In 2018, the Commission spent $400,000 to study congestion and mobility south of the City. Their study recommended specific ways to relieve congestion and improve safety. It showed that there is no single, large-scale solution but instead recommended a “mix of fixes” to several roadways to provide the greatest impact for safety and congestion. In a nutshell: improve 7 intersections and redesign 3 corridors. Unsurprising to anyone who lives here, their study recognized South Airport for its high congestion and intersections with the most crashes. The study recommendations included targeting the South Airport corridor, prioritizing safety improvements at South Airport intersections, and developing an access management plan for South Airport.
What about a new bridge across the Boardman River?
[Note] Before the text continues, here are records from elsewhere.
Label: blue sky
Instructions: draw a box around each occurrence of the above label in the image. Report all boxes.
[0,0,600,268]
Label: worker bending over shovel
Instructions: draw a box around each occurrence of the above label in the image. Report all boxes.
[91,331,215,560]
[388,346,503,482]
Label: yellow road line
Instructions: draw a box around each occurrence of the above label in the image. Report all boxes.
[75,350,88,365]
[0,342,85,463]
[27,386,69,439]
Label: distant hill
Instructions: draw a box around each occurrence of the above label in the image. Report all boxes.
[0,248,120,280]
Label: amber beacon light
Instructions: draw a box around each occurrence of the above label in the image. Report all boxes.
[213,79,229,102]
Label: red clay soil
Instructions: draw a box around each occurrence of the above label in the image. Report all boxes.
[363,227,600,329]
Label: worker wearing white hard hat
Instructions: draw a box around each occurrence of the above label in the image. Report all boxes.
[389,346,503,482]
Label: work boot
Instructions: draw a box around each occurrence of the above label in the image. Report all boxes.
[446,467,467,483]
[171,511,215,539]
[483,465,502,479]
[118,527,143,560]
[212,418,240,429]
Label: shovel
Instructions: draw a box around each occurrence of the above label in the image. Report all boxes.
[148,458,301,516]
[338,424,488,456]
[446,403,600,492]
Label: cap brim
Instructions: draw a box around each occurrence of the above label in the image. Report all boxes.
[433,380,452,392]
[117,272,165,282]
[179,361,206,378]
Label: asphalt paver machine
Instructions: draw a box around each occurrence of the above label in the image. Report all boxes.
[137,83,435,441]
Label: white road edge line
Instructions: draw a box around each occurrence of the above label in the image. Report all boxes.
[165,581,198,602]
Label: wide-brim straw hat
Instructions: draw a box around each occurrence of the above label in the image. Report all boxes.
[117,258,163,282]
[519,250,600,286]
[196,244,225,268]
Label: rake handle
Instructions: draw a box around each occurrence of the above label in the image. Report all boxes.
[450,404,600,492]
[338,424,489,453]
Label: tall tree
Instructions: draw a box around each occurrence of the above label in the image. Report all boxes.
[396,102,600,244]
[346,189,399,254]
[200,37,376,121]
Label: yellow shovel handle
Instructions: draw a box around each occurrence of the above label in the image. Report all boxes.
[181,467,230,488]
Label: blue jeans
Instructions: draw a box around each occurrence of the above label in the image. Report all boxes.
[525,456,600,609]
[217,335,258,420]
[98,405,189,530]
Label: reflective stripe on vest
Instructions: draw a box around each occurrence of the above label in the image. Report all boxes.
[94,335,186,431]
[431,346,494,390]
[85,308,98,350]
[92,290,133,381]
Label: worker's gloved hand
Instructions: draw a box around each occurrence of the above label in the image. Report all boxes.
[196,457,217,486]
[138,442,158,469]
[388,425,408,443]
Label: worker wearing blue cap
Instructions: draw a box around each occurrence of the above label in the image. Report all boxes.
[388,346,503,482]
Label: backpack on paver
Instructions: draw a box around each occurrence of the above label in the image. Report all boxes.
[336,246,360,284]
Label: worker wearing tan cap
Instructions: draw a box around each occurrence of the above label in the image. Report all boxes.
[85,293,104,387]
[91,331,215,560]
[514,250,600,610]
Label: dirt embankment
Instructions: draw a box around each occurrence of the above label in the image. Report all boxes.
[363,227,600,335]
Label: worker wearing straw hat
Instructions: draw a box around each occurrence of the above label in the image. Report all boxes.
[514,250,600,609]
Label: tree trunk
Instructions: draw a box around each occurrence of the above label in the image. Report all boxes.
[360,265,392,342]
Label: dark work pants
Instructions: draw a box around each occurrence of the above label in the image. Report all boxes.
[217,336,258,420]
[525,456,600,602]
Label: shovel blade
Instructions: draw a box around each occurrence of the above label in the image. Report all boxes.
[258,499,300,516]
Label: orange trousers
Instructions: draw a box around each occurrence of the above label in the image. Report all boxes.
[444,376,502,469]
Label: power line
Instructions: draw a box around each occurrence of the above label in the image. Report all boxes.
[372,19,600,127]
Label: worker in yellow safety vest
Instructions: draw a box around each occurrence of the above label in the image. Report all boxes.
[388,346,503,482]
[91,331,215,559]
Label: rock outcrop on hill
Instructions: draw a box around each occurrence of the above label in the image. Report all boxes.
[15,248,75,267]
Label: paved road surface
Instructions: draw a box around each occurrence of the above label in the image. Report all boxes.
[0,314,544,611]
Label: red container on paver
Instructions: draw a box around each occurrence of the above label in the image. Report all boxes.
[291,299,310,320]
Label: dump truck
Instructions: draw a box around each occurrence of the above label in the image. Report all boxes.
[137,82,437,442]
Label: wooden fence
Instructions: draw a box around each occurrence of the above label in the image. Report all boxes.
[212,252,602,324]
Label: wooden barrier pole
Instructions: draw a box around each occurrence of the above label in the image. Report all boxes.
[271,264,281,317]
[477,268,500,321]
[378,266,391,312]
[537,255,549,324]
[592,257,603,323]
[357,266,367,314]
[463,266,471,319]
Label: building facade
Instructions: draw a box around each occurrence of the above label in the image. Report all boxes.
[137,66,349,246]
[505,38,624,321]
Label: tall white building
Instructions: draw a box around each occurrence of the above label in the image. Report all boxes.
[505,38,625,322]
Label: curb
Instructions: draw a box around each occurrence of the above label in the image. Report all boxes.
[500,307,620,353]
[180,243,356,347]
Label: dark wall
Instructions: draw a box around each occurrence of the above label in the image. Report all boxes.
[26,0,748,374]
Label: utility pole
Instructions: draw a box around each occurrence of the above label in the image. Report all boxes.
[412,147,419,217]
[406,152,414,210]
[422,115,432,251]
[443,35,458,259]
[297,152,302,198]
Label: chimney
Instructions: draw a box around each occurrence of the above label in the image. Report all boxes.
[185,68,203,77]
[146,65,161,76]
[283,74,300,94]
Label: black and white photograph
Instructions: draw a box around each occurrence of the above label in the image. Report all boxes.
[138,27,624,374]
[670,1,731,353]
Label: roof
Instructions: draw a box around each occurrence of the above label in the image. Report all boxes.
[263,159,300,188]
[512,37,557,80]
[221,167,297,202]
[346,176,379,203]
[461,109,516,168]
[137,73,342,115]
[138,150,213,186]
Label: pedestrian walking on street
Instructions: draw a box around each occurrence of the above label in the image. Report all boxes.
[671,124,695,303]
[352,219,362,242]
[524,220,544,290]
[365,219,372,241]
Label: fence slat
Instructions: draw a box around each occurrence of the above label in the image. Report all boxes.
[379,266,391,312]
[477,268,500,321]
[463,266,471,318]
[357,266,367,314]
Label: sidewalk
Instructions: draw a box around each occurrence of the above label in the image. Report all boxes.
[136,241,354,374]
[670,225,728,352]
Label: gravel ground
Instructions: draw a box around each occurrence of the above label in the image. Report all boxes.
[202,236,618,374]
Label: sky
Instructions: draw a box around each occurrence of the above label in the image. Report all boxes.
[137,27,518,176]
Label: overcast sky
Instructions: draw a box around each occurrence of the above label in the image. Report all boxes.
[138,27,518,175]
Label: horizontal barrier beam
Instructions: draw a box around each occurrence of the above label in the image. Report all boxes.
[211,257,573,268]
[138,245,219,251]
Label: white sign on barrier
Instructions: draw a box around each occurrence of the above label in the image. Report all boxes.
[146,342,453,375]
The study showed the “mix of fixes” to existing roadways is as effective and more efficient – less time and money – than a new bridge. Last October, the Commission’s manager estimated a bridge would cost $50 million. That’s a lot more public money than his estimated $7.5 million for South Airport improvements that could drastically improve the traffic pattern on South Airport for the long term.
Yet the Commissioners voted to not make recommended improvements on South Airport. Instead, they voted to spend $2 million for yet another Boardman River bridge study. That $2 million is not providing safer intersections for cars, pedestrians and bicycles. That $2 million is not fixing roads that are literally crumbling into the Bay. And that $2 million of taxpayer dollars is not reducing how long we’re idling at South Airport and Garfield at rush hour.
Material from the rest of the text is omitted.